Let's try another couple queries:

In [None]:
retrieve_documents("chocolate", num_documents_to_retrieve=2)

In [None]:
retrieve_documents("water", num_documents_to_retrieve=2)

In [None]:
retrieve_documents("What is the smallest planet to orbit the sun in our solar system?", num_documents_to_retrieve=2)

In [None]:
retrieve_documents("<your question>", num_documents_to_retrieve=2)

> #### Exercise 📝
> Why does each query return what it returns?

## Step 3: Augmentation & Generation

Combine query and retrieved documents into an augmented prompt.

> #### Exercise 📝
> Choose a generative model available on Vertex AI. See [Vertex AI documentation for Gemini models](https://cloud.google.com/vertex-ai/generative-ai/docs/learn/models#gemini_models).

In [None]:
retrieved = retrieve_documents(
    "Which planet is known for its rings?",
    num_documents_to_retrieve=2
)

In [None]:
# --- TODO: Specify the generation model name --- 
generation_model_name = "..." # e.g., "gemini-1.5-flash-001"
# -----------------------------------------------

print(f"Using generation model: {generation_model_name}")

# Construct the augmented prompt - Assumes 'retrieved' is a list of strings from previous cell
context = "\n".join(retrieved) 
augmented_prompt = f"Based ONLY on the following information:\n--- START CONTEXT ---\n{context}\n--- END CONTEXT ---\n\nAnswer the question: {user_query}"
    
print("\n--- Augmented Prompt ---")
print(textwrap.fill(augmented_prompt, width=80))
print("\n--- Generating Response ---")

# Call generate_content - Will fail if client/model invalid or API error
response = client.models.generate_content(
    model=generation_model_name,
    contents=augmented_prompt,
    # Optional config: 
    # config=types.GenerateContentConfig(temperature=0.2) 
)
        
# Directly access the response text - Assumes response has .text attribute
print("\nModel Response:")
print(textwrap.fill(response.text, width=80))

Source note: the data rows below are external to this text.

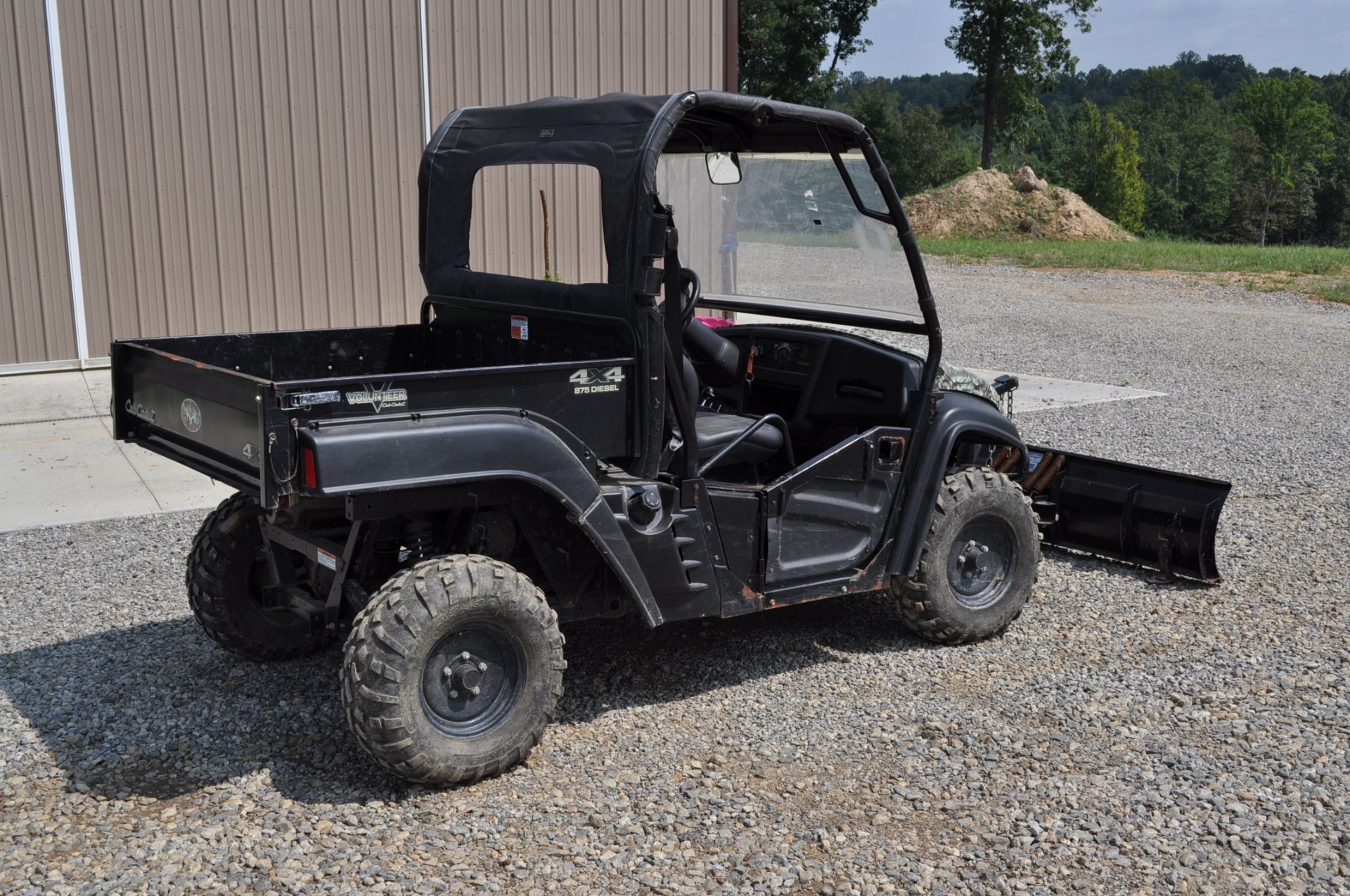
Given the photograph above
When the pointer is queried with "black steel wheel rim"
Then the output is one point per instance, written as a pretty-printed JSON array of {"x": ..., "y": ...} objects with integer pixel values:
[
  {"x": 980, "y": 561},
  {"x": 472, "y": 679}
]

## Step 4: Putting It All Together

Let's wrap the RAG process in a single function (still with minimal checks).

In [None]:
def perform_rag(query, num_docs=3):
    """Performs the full RAG process: Retrieve -> Augment -> Generate."""
    
    # 1. Retrieve - Will fail if retrieval fails internally
    retrieved_docs = retrieve_documents(query, num_documents_to_retrieve=num_docs)
            
    print("--- Retrieved for RAG Function ---       ")
    for i, doc in enumerate(retrieved_docs):
        print(f"{i+1}. {textwrap.fill(doc, width=80)}")
        
    # 2. Augment
    context = "\n".join(retrieved_docs)
    augmented_prompt = (
        f"Use the following pieces of context to answer the question at the end. "
        f"If you don't know the answer from the context, just say that you don't know, don't try to make up an answer.\n\n"
        f"Context:\n{context}\n\n"
        f"Question: {query}\n\nAnswer:"
    )
    
    print("\n--- Augmented Prompt (RAG Function) ---")
    print(textwrap.fill(augmented_prompt, width=80))
    
    # 3. Generate - Will fail if generation fails
    print("\n--- Generating Response (RAG Function) ---")
    response = client.models.generate_content(
        model=generation_model_name,
        contents=augmented_prompt,
    )
    
    # Directly access text - Assumes .text attribute exists
    final_answer = response.text
    print("\nModel Response:")
    print(textwrap.fill(final_answer, width=80))
    return final_answer

> #### Exercise 📝
> Ask the RAG system a question. If the query is invalid or causes issues, the `perform_rag` function will likely fail.

In [None]:
# --- TODO: Ask a question --- 
final_query = "..." # e.g., "Describe the largest planet mentioned."
# ---------------------------

final_answer = perform_rag(final_query, num_docs=2) 
print("\n--- RAG Process Completed ---       ")



> #### 🎁 Bonus exercises 📝
> - **Different Data:** Replace the planet documents with your own text data.
> - **Vector Databases:** Learn about [Vertex AI Vector Search](https://cloud.google.com/vertex-ai/docs/vector-search/overview), Pinecone, ChromaDB, or FAISS. Why are they needed for scale?
> - **Generation:** Explore different generative models. How do they differ in performance? Select different models in the `perform_rag` function.